2. What is the purpose of financial statements?
Ans. The purpose of financial statements is to provide a clear and accurate picture of a company’s financial health and performance over a specific period. They help stakeholders, including investors, creditors, and management, make informed decisions regarding investments, credit, and operational strategies.
3. How do financial statements reflect the financial position of a company?
Ans. Financial statements reflect the financial position of a company through the Balance Sheet, which shows the company’s assets, liabilities, and equity at a specific point in time. This helps stakeholders assess the company's liquidity, solvency, and overall financial stability.
4. What is the importance of the Income Statement in financial analysis?
Ans. The Income Statement is important in financial analysis because it summarizes a company's revenues and expenses over a specific period, showing its profitability.

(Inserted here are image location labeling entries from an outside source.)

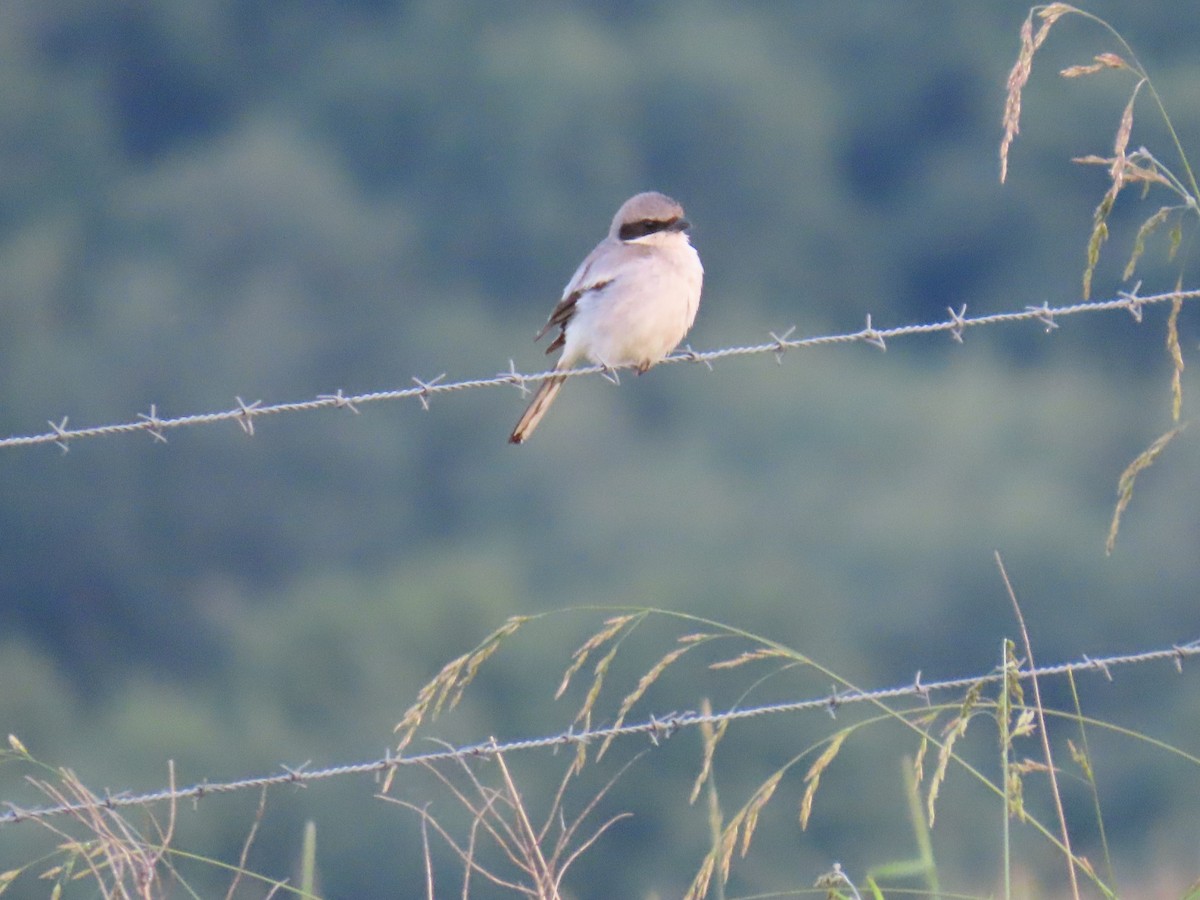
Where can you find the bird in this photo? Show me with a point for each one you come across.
(629, 304)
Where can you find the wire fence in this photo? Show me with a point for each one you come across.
(245, 414)
(655, 729)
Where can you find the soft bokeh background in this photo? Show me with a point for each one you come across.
(208, 198)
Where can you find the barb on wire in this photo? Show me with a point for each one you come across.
(244, 414)
(657, 729)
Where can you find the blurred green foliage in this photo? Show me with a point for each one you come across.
(213, 198)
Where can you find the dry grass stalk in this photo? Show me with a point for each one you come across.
(539, 856)
(1125, 484)
(447, 688)
(646, 681)
(813, 778)
(709, 737)
(954, 730)
(1020, 73)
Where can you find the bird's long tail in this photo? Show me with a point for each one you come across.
(538, 408)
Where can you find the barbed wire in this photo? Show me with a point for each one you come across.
(246, 413)
(657, 729)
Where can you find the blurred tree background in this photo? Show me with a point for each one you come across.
(208, 198)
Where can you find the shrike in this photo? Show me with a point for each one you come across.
(630, 301)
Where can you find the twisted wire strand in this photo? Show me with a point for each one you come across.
(423, 390)
(654, 727)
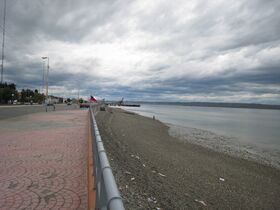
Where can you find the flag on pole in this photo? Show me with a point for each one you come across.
(92, 99)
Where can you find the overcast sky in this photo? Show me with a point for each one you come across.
(159, 50)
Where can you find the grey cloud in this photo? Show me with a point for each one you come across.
(170, 38)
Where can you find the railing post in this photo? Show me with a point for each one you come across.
(107, 193)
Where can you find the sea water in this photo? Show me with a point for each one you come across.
(251, 133)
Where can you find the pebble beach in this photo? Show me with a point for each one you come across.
(155, 170)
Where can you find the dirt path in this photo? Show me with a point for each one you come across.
(154, 170)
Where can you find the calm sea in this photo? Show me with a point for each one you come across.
(257, 126)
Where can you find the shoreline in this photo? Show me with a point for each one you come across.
(155, 170)
(228, 145)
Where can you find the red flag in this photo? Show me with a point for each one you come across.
(93, 99)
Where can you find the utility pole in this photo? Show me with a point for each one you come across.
(3, 42)
(47, 76)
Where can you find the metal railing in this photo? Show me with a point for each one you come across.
(107, 193)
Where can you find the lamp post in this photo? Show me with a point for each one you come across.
(47, 76)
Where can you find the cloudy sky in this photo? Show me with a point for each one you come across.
(160, 50)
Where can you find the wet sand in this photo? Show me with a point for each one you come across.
(154, 170)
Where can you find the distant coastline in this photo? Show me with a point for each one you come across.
(215, 104)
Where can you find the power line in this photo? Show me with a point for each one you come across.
(3, 43)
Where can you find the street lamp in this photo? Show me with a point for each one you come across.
(47, 76)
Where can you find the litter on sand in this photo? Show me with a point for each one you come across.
(202, 202)
(161, 174)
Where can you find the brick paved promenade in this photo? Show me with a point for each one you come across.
(43, 161)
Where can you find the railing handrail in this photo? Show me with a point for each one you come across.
(107, 193)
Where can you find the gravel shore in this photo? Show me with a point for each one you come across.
(156, 171)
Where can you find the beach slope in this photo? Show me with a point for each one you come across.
(154, 170)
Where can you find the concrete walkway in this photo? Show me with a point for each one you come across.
(43, 161)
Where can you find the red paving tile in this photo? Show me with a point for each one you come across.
(43, 161)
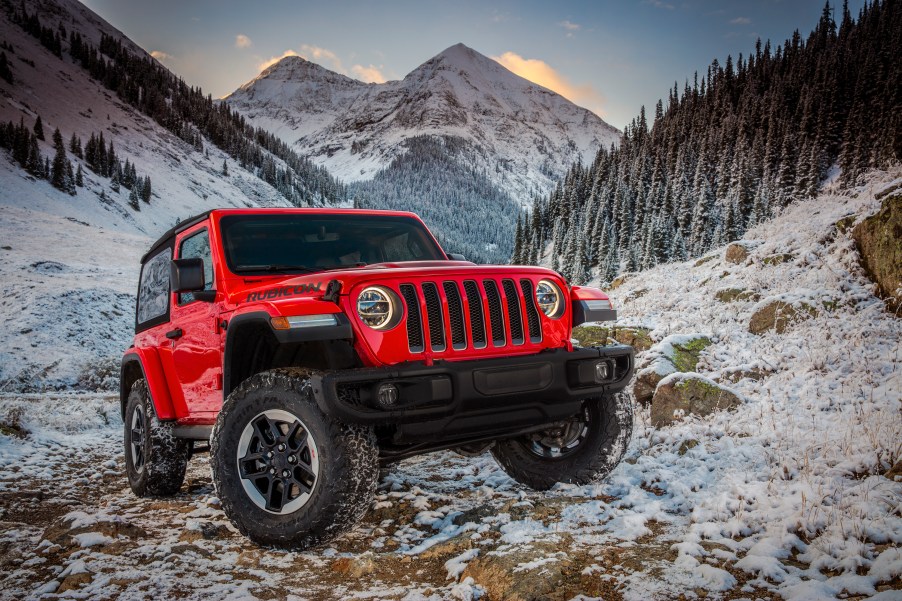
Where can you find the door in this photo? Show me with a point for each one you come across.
(196, 337)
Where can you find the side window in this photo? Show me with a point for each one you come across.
(197, 246)
(153, 290)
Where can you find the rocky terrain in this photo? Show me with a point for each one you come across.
(765, 463)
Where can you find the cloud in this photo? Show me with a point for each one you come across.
(371, 74)
(540, 72)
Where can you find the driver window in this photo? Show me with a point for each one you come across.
(197, 246)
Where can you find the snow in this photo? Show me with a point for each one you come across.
(520, 131)
(71, 262)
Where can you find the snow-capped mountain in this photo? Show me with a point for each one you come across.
(523, 136)
(73, 259)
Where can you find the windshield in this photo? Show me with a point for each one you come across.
(314, 242)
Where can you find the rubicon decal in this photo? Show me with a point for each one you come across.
(283, 292)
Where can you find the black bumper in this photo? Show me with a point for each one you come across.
(462, 399)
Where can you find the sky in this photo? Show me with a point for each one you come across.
(610, 56)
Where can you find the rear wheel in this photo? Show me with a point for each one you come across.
(581, 450)
(155, 460)
(287, 475)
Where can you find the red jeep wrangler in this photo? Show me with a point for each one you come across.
(311, 346)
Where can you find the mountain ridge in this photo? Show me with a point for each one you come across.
(524, 136)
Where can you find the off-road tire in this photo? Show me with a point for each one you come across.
(157, 467)
(348, 465)
(610, 426)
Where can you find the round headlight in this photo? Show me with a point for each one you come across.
(375, 307)
(549, 298)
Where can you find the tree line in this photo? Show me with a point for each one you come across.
(731, 149)
(186, 112)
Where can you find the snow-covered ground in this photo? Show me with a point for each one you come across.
(784, 497)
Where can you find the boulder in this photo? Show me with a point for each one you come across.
(638, 338)
(736, 253)
(620, 280)
(730, 295)
(591, 335)
(689, 394)
(677, 353)
(879, 241)
(777, 258)
(778, 315)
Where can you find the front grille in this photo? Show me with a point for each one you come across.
(434, 316)
(477, 322)
(414, 323)
(498, 310)
(456, 316)
(532, 312)
(495, 316)
(513, 311)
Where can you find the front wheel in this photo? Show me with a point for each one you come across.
(287, 475)
(581, 450)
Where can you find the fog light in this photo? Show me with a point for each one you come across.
(387, 395)
(602, 371)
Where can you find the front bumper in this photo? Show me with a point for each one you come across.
(465, 398)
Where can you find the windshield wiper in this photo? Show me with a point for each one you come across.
(276, 268)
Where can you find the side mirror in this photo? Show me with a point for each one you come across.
(187, 275)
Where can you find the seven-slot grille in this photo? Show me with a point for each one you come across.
(500, 313)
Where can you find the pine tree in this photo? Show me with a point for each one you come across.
(58, 172)
(145, 190)
(133, 200)
(5, 72)
(35, 163)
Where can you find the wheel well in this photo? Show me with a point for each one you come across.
(251, 347)
(131, 373)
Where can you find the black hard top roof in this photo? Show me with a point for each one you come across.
(161, 242)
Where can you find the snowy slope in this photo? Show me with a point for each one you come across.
(521, 134)
(74, 259)
(783, 498)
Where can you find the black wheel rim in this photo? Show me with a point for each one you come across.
(278, 461)
(561, 440)
(136, 438)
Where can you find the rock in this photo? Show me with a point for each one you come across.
(689, 394)
(845, 224)
(74, 582)
(644, 387)
(677, 353)
(687, 350)
(755, 373)
(729, 295)
(637, 338)
(879, 241)
(736, 253)
(686, 446)
(776, 259)
(506, 576)
(620, 280)
(356, 567)
(778, 315)
(591, 335)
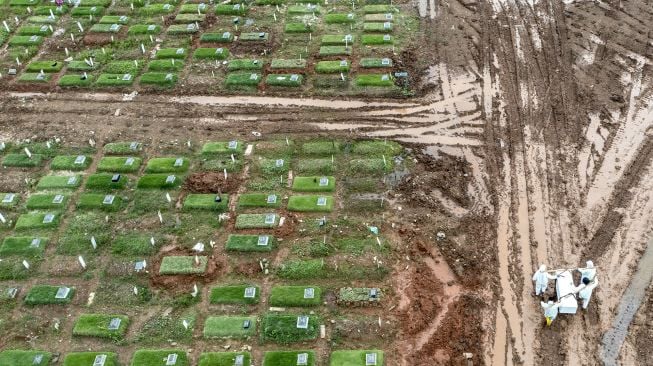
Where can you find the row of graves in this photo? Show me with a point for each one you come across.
(236, 47)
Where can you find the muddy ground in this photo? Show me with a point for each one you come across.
(535, 145)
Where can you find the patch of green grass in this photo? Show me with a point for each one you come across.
(87, 358)
(255, 221)
(96, 201)
(243, 79)
(233, 295)
(157, 357)
(282, 328)
(158, 181)
(245, 64)
(339, 18)
(134, 245)
(97, 325)
(29, 246)
(312, 184)
(353, 358)
(310, 203)
(332, 67)
(167, 165)
(286, 80)
(165, 65)
(248, 200)
(293, 296)
(206, 202)
(120, 164)
(384, 80)
(23, 358)
(115, 80)
(375, 62)
(183, 265)
(224, 37)
(46, 294)
(103, 182)
(67, 162)
(211, 53)
(144, 29)
(71, 80)
(229, 327)
(231, 9)
(22, 160)
(249, 243)
(159, 78)
(281, 358)
(224, 358)
(34, 220)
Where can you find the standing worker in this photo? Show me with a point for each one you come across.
(541, 278)
(550, 311)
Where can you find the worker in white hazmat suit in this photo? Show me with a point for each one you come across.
(550, 310)
(588, 272)
(585, 293)
(541, 278)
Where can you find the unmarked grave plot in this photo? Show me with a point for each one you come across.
(91, 359)
(212, 202)
(162, 357)
(183, 265)
(280, 358)
(101, 326)
(46, 294)
(225, 359)
(356, 358)
(295, 296)
(250, 243)
(237, 294)
(229, 327)
(289, 328)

It helps stakeholders evaluate operational efficiency, cost management, and the ability to generate profit, which are critical for assessing future performance.
5. What are the main objectives of preparing financial statements?
Ans. The main objectives of preparing financial statements are to provide relevant financial information to stakeholders, ensure transparency and accountability, aid in decision-making, and comply with regulatory requirements. They serve as a tool for assessing a company’s financial performance and future prospects.